Whether one can hold to the doctrine of eternal security and yet adhere to conditional election, unlimited atonement, and resistible grace and still be called an Arminian is often debated by those within the Arminian camp. While the issue of perseverance does not make or break Arminian theology, strictly, I think that, historically, an Arminian is one who believes that forfeiture of salvation is a possibility, and that such actually does happen, as we are warned against such throughout the tenor of the Hebrew and Christian scriptures.
Should a self-professed Arminian hold to necessary perseverance, as do Calvinists, I would merely suggest that such an Arminian is inconsistent; much in the same way I would suggest that a Calvinist who rejects the concept of Limited Atonement is an inconsistent Calvinist.  Both systems of thought work well when all points are held consistently. However, there are four-point Calvinists (or Amyraldians, those who reject Limited Atonement), just as there are four-point Arminians (the latter holding to eternal security). There are also those who shun all such labels. What is most important is understanding who saves whom.
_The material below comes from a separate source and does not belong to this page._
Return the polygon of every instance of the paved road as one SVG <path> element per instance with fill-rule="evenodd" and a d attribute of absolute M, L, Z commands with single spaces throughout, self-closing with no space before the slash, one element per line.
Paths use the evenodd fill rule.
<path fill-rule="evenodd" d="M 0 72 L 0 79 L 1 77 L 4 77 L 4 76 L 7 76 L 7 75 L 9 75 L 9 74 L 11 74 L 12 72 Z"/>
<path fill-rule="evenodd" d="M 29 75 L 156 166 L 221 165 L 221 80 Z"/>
1 Jacob Arminius, “Apology against Thirty-One Defamatory Articles,” in The Works of Arminius, the London edition, three volumes, trans. James and William Nichols (Grand Rapids: Baker Book House, 1996), 1:741. See also Carl Bangs, Arminius: A Study in the Dutch Reformation (Eugene: Wipf and Stock Publishers, 1985), 312-13.
2 Ibid., 2:725.
3 Ibid.
4 Ibid.
5 Ibid., 2:726.
6 Ibid.
7 John Wesley writes: “Here is not a supposition, but a plain relation of fact. The apostle here describes the case of those who have cast away both the power and the form of godliness; who have lost both their faith, hope, and love. . . . Of these willful total apostates he declares, it is impossible to renew them again to repentance (though they were renewed once), either to the foundation, or anything built thereon. …” (link)
8 Keith D. Stanglin and Thomas H. McCall, Jacob Arminius: Theologian of Grace (New York: Oxford University Press, 2012), 173.
9 F. Stuart Clarke, The Ground of Election: Jacobus Arminius’ Doctrine of the Work and Person of Christ (Waynesboro: Paternoster, 2006), 102.
10 Works, 2:142.
11 Jacob Arminius, Declaration of Sentiments, in W. Stephen Gunter,Arminius and His Declaration of Sentiments: An Annotated Translation with Introduction and Theological Commentary (Waco: Baylor University Press, 2012), 141-42.